Few things could be more anti-American – and anti-free market – than the effort to keep Al Jazeera English off the air.
Al-Jazeera English recently entered into talks with cable giants Comcast and Time Warner, giving many U.S. news consumers hope that they will soon have greater choice in international news. But the move has alarmed some conservatives and prompted a petition to keep the news network out of American living rooms.
In a country that prides itself on being the world’s leading defender of free expression, the debate over whether or not Americans should be allowed to decide for themselves to watch Al Jazeera English is more than a bit surreal.
Why would one of the world’s largest democratic nations – especially one that is so deeply involved in the international community – be one of the few remaining countries that, with the exception of three cities, wilfully shuts itself off from a respected and vital source of global news?
Even in Israel, AJE is available and widely watched. So why not in the U.S.?
Read more: Al Jazeera Rising
AJE has created quite a stir with its coverage of the events currently underway in the Arab world. Most reviewers in U.S. and international newspapers have lavishly praised AJE for the quality and balance of its reporting. And there should be no mystery as to why this is so. As the only international news organization with journalists throughout the region since well before this “Arab Spring” began, AJE has been able to provide unique and comprehensive coverage that has captured both the drama and the context of the wider story.
Not surprisingly, millions of Americans have responded to this, indicating that they see these crucial events as central to U.S. national interests, and that they are intensely passionate about learning more about them.
But the major U.S. national cable and satellite distributors have so far refused to carry AJE. In a network of hundreds of television channels – many of them barely watched – it seems that, so far at least, there is no room for another international news channel.
What’s odd about this is that there is a clear and widespread American appetite for AJE.
Millions of Americans have sought out AJE’s coverage through its online streaming. At the beginning of the Egyptian revolt, AJE’s web traffic jumped by 2,500 per cent, and most of that viewership was from the U.S.
In addition to the three American cities that currently broadcast AJE 24/7 (Washington, D.C.; Burlington, Vermont; and Toledo, Ohio), AJE has made its signal available to American broadcasters in many other cities and towns, and most have reported extremely high viewing audiences for these programs. As well, more than 50,000 Americans have flooded their local cable and satellite carriers with demands that AJE be included in their broadcast line-ups.
So what’s the issue here? Why would an award-winning, international news-channel that is currently viewed worldwide in more than 220 million households in 110 countries not be widely available in the U.S.?
The answer becomes clear when we look at the petition being organized for Comcast; the revealing clue is found in who is organizing it.
Accuracy in Media is a marginal and tiny outfit with a dubious reputation for promoting a narrow and often racist political agenda. It traffics in lies and distortions about all sorts of media – including Al Jazeera – that conflict with its own biased worldview.
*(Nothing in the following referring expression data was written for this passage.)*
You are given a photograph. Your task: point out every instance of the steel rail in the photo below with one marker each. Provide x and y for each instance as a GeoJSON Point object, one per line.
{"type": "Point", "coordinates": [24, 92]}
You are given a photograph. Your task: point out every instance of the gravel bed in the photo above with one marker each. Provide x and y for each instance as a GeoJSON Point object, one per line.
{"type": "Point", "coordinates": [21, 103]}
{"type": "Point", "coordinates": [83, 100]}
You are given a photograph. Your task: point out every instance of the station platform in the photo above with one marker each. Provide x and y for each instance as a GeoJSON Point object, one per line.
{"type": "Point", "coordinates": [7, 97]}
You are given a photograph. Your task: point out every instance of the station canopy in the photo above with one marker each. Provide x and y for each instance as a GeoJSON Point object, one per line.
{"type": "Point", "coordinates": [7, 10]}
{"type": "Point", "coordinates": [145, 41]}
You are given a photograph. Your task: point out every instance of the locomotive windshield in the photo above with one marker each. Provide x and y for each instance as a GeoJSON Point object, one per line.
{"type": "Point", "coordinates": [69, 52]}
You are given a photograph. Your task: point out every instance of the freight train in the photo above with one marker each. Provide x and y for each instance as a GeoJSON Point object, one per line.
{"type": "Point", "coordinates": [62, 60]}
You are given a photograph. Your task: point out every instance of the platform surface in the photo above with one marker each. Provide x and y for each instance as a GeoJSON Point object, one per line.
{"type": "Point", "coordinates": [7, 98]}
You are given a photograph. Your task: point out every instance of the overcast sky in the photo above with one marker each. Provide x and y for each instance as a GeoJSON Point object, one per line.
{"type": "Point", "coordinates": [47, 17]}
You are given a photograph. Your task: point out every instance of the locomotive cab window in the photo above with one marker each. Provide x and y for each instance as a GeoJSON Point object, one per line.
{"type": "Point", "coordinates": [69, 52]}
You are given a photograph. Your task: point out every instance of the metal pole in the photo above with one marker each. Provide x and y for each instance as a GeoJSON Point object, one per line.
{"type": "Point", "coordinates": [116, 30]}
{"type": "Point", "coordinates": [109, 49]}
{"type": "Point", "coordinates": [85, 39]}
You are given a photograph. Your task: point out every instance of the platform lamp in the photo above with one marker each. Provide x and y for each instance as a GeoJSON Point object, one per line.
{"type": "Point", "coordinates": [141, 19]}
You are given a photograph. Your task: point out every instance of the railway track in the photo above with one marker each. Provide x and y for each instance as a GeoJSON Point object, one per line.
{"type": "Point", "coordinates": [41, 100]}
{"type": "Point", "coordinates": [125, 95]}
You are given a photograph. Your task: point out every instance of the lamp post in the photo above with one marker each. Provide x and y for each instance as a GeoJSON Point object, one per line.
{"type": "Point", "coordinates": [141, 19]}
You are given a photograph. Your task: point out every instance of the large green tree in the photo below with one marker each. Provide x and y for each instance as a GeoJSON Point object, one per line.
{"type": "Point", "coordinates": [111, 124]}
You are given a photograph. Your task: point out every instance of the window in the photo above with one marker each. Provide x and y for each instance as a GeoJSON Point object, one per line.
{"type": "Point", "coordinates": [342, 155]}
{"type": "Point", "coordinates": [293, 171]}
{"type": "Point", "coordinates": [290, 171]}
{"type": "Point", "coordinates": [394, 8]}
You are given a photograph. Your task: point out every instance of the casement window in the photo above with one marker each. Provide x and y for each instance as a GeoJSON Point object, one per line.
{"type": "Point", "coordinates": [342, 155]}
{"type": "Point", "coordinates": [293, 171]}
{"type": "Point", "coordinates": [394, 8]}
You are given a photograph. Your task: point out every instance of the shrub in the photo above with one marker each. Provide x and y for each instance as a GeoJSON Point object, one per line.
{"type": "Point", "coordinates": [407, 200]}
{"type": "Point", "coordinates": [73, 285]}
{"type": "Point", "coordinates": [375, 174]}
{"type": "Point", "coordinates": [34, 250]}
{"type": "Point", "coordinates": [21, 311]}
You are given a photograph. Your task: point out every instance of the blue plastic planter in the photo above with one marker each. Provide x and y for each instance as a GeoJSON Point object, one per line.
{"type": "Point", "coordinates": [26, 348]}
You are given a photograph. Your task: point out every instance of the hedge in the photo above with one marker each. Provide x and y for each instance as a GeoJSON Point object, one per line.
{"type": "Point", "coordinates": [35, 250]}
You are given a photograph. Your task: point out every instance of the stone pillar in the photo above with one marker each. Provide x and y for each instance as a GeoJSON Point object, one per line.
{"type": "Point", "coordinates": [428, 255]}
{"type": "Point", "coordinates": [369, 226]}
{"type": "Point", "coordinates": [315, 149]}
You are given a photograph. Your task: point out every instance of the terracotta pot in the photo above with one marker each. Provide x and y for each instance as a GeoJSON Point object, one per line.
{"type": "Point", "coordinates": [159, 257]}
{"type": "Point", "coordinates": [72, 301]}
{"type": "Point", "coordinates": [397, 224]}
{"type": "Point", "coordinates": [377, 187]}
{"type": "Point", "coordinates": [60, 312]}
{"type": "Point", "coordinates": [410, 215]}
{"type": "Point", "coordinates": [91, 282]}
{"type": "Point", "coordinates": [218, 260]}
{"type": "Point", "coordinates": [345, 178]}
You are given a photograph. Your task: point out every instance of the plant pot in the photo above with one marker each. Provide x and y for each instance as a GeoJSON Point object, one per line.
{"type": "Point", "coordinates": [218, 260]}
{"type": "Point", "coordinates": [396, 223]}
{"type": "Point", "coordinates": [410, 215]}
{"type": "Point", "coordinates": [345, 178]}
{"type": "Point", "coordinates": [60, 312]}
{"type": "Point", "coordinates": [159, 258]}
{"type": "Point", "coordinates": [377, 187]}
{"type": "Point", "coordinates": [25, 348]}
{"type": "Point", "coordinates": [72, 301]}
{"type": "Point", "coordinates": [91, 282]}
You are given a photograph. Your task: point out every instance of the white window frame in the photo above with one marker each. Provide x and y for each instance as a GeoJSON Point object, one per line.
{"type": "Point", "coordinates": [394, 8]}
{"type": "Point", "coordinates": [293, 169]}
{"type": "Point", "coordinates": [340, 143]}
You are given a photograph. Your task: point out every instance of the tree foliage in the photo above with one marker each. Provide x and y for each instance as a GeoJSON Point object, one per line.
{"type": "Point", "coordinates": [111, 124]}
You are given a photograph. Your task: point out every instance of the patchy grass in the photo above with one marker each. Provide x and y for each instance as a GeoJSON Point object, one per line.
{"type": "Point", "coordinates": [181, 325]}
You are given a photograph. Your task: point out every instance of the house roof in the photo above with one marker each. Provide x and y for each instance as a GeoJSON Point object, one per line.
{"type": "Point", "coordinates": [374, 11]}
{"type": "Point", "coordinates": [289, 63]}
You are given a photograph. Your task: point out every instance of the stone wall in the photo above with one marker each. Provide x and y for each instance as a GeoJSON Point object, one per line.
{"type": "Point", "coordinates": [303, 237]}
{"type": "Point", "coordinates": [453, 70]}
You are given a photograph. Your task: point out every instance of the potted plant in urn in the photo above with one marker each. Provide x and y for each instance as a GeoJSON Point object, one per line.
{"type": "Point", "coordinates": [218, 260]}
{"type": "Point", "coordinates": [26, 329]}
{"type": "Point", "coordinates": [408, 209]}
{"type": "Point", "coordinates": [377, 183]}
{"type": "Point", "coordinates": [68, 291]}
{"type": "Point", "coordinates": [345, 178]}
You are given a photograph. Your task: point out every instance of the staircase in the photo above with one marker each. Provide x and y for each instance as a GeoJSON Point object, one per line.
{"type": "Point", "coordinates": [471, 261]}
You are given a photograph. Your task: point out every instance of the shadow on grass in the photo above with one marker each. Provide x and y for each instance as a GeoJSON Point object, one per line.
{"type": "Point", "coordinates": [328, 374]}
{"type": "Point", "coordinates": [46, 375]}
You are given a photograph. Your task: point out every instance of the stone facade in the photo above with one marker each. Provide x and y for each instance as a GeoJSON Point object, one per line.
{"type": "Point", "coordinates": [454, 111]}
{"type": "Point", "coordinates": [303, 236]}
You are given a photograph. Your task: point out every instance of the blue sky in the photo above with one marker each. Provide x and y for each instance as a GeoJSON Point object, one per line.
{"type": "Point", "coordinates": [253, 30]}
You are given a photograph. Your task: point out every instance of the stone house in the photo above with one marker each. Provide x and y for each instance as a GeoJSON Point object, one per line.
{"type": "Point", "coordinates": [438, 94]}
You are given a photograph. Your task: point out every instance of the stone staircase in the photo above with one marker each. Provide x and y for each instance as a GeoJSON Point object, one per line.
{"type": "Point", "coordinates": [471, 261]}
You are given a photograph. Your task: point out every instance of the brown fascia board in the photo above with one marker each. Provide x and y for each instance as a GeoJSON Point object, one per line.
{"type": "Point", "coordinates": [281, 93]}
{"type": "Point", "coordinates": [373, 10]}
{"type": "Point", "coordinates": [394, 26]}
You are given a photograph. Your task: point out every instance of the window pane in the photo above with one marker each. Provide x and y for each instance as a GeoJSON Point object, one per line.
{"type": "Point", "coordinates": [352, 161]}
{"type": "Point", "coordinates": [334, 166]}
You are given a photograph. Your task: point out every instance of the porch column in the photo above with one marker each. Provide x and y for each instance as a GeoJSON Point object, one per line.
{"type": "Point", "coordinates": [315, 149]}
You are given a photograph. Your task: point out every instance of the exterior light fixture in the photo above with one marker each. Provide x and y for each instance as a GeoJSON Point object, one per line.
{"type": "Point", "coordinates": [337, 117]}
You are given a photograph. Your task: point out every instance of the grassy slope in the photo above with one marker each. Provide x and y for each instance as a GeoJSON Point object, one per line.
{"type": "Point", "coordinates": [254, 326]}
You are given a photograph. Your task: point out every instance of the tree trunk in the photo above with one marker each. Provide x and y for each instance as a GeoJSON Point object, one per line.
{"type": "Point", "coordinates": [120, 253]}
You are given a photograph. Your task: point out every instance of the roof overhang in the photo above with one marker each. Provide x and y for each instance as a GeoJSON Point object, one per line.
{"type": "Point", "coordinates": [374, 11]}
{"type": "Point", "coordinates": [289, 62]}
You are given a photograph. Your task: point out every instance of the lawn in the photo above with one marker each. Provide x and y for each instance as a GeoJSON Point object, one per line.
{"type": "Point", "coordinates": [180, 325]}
Accuracy in Media is rarely challenged in mainstream U.S. media, but is that really surprising?
The distortions in this petition are too numerous to list fully, but here are two examples:
Accuracy in Media writes about “Al Jazeera’s shameful reluctance” to cover the recent arrest of a Qatari blogger, despite the fact that AJE gave a full TV news report with details of the story, led a current-affairs interview on the subject, and covered the story on its website. AJE has also given extensive coverage to anti-government protests in Bahrain and Saudi Arabia, two countries that are allies of Qatar.
Accuracy in Media also alleges that AJE “covered up the sexual assault on CBS News reporter Lara Logan,” which is a truly offensive accusation. Al Jazeera’s journalists and crews, because of their fearless reporting, have experienced far more physical harassment, pressure, and interference than anyone else covering this story. The tragic climax of this abuse came this week with the premeditated murder of Al Jazeera cameraman AIi Hassan Al-Jaber in Libya.
From the beginning, Al Jazeera’s policy has been to focus not on the journalists who are willingly taking these risks, but on the thousands of innocent civilians in the Middle East who have been injured or killed during this period. One can disagree with this approach, but to distort the motivation behind it is shameless, and is obviously politically motivated.
In loose and alarmist language, Accuracy in Media also attempts to associate AJE with a spectre of anti-Americanism and damage to U.S. national security.
The underlying premise of this petition is that if you can’t win your argument in a free and fair debate among the American public at large, then do what you can – however dishonestly – to smother and disparage all dissent. And that is anti-American and undemocratic in the most profound sense.
Furthermore, keeping Americans in the dark about what is really happening abroad so as to further one’s own narrow, political self-interest is as clear an attack on U.S. national security as one can imagine.
But I don’t believe this trick will work for long. As we navigate our way through this challenging and historic period, I think the vast majority of Americans – and their cable and satellite companies – are now too smart to swallow this nonsense. Americans want to decide for themselves what news channels to follow.